These represent very common idioms in Windows. One common idiom is about
binary compatibility. Microsoft can change the length of the structure in a
future rev of the SDK. Old callers can still work because they are specifying
sizes and offsets - the library can look at these and know what to do. The
other common idiom (very common in the NT kernel for example) is similar to
what C99 introduced for structures with variable-length members, something C
definitely didn't do for you and even today with it standardized still gets
pretty clumsy.

The author lost all credibility when he wrote this:

> StringCbCopy((LPSTR)((char * )pSessionProperties +
> pSessionProperties->LoggerNameOffset), sizeof(KERNEL_LOGGER_NAME),
> KERNEL_LOGGER_NAME);

Why on earth would you say (LPSTR)(char * ) ? That is literally saying (char *
) (char * ).

To me a "bad" API enters into questions like:

* How does it handle errors? Consistency is good. Swallowing them to the caller is bad.

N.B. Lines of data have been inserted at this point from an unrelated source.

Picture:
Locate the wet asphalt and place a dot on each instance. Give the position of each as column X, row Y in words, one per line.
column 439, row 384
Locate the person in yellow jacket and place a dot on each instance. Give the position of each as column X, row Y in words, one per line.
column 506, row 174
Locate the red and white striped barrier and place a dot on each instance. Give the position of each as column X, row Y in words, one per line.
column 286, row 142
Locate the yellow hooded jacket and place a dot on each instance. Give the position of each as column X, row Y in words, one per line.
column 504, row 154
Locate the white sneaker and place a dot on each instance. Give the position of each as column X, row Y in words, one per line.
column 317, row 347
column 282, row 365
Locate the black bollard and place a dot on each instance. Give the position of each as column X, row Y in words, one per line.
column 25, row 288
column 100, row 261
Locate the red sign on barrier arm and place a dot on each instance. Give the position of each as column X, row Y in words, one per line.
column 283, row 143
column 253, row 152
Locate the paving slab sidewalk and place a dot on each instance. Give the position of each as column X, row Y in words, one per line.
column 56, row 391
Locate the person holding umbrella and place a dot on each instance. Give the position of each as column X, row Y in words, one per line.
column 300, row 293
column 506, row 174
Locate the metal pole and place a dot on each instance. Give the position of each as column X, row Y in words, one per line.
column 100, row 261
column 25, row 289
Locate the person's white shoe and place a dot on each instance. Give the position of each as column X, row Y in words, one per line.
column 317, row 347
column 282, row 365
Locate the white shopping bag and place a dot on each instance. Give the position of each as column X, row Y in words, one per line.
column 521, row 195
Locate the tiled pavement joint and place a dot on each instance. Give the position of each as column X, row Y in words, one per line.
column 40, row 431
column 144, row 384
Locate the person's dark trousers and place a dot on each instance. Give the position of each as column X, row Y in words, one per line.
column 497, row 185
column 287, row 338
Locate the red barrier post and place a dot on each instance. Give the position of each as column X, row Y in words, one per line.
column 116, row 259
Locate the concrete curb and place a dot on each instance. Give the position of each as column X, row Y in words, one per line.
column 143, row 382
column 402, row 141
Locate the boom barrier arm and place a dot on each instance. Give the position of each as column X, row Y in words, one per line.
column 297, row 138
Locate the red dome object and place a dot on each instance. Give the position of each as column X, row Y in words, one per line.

* Does it give the caller the right level of detail about what is going on? It's especially common for it to be a black box and completely fail under some condition that the author did not envision. Some kind of escape hook that exposes implementation details makes library maintanence difficult but sometimes it's needed.

I haven't looked _too_ deeply at etw but I don't suspect it fails at these.
Maybe it errs too much on one extreme on the 2nd bullet.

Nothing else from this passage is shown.